CFD erhöht Energieeffizienz und Produktivität in der Zementproduktion
Erfolgreich simuliert

Die Zementherstellung ist wie viele andere Prozesse in der Grundstoffindustrie durch hohe Durchsätze und großen Energiebedarf charakterisiert und bietet daher ein beträchtliches Optimierungspotenzial. Als Werkzeug empfiehlt sich die computergestützte Strömungssimulation – zumal die Prozessbedingungen schwierig und experimentelle Untersuchungen schlecht skalierbar sind.

Dr.-Ing. Martin Weng

Die moderne Zementproduktion ist durch eine hohe Komplexität und Heterogenität in Bezug auf die Strömungs-, Temperatur-, Phasen- und Konzentrationsverhältnisse charakterisiert. Im Kalzinator läuft in einem Flugstromprozess die Reduktion des vorgewärmten Rohmehls (CaCO3) zum Branntkalk (CaO) ab. Kalziumoxid wird dann im Drehrohrofen zum Zementklinker gebrannt. Die Kalzinierung erfolgt bei hohen Temperaturen und ist endotherm, sodass in den Kalzinator Brennstoff zugegeben werden muss. Die häufig verwendete Kohle ersetzen die Betreiber wegen ihres hohen Brennstoffbedarfs und den damit verbundenen Kosten mehr und mehr durch Sekundärbrennstoffe (SBS) wie Altreifen, Tiermehl sowie Papier- und Plastikabfälle.
Diese SBS unterscheiden sich in ihren Eigenschaften und ihrem Ausbrandverhalten wesentlich von feingemahlenen Kohlen und besitzen daher einen Einfluss auf lokale Temperatur- und Konzentrationsverhältnisse. Ziel der Berechnung des Ingenieurbüros für Verfahrens- und Strömungstechnik aixprocess mit der Simulationssoftware Fluent von Ansys ist die Analyse der Auswirkungen eines Sekundärbrennstoffeinsatzes auf eine bestehende Anlage und das Basic-Engineering eventueller geometrischer Modifikationen oder Änderungen der Prozessbedingungen. Dazu ist die CFD-Simulation (Computational Fluid Dynamics) ein unverzichtbares Engineering-Werkzeug.

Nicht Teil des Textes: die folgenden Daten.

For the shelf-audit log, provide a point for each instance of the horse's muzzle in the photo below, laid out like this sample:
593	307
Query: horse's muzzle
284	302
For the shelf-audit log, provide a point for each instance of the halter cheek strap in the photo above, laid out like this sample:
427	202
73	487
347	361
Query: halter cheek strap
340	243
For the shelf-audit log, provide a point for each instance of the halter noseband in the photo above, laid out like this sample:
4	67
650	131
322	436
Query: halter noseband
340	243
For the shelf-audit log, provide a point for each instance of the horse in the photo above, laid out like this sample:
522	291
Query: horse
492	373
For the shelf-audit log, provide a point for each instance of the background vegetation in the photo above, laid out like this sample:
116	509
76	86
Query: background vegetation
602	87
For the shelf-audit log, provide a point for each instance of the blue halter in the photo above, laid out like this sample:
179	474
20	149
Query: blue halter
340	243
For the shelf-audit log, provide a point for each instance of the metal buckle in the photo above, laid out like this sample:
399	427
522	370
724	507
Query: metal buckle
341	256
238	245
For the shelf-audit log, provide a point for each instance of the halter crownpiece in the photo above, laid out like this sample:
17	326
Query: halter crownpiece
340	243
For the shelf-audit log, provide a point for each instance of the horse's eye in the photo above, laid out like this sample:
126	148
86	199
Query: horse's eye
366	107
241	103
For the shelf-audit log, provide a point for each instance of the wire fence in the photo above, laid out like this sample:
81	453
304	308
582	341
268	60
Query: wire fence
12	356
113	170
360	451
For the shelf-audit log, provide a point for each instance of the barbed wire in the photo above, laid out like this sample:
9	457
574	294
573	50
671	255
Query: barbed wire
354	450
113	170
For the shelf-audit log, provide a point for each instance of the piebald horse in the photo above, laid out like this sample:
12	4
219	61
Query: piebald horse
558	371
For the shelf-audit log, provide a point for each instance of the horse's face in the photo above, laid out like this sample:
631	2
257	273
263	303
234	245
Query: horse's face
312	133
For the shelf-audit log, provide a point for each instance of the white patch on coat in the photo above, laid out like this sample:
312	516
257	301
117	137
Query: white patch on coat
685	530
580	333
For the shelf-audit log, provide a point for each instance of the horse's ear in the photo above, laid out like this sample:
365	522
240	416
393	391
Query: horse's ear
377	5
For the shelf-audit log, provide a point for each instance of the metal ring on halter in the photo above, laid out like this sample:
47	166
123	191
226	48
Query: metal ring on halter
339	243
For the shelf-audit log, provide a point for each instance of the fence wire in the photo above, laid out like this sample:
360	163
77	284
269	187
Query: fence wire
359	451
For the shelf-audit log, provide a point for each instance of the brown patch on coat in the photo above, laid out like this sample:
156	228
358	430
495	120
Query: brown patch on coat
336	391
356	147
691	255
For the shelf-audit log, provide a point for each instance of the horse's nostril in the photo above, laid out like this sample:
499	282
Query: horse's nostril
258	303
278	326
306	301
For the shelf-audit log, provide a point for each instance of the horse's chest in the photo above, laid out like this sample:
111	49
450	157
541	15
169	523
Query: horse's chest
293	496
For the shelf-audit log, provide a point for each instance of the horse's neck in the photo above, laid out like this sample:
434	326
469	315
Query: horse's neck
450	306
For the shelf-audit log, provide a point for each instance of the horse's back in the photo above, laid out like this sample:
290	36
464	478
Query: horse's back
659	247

Als Voraussetzung müssen die Einzelphänomene wie die Kalzinierungsreaktion und das Abbrandverhalten der Sekundärbrennstoffe modelliert und in die Simulationsumge-bung implementiert werden. Dazu gehören auch Widerstands- sowie Stoff- und Wärmeübergangsgesetze, die der Morphologie der Sekundärbrennstoffe Rechnung tragen.
Das CFD-Modell
Die Schnittstelle des Kalzinators zum darunter liegenden Drehrohrofen ist der Steigschacht von der Ofeneinlaufkammer, stromabwärts endet das Berechnungsgebiet vor dem Krümmer zum ersten Wärmetauscherzyklon. Innerhalb des Berechnungsgebiets befinden sich zwei Rohmehlaufgaben für eine gestufte Kalzinierung sowie zwei Brennstoffzugaben für Primär- und Sekundärbrennstoff. Die vorgewärmte Tertiärluft, die als Bypass am Ofen vorbeigeführt wird, ist ebenfalls auf zwei Zugabestellen aufgeteilt.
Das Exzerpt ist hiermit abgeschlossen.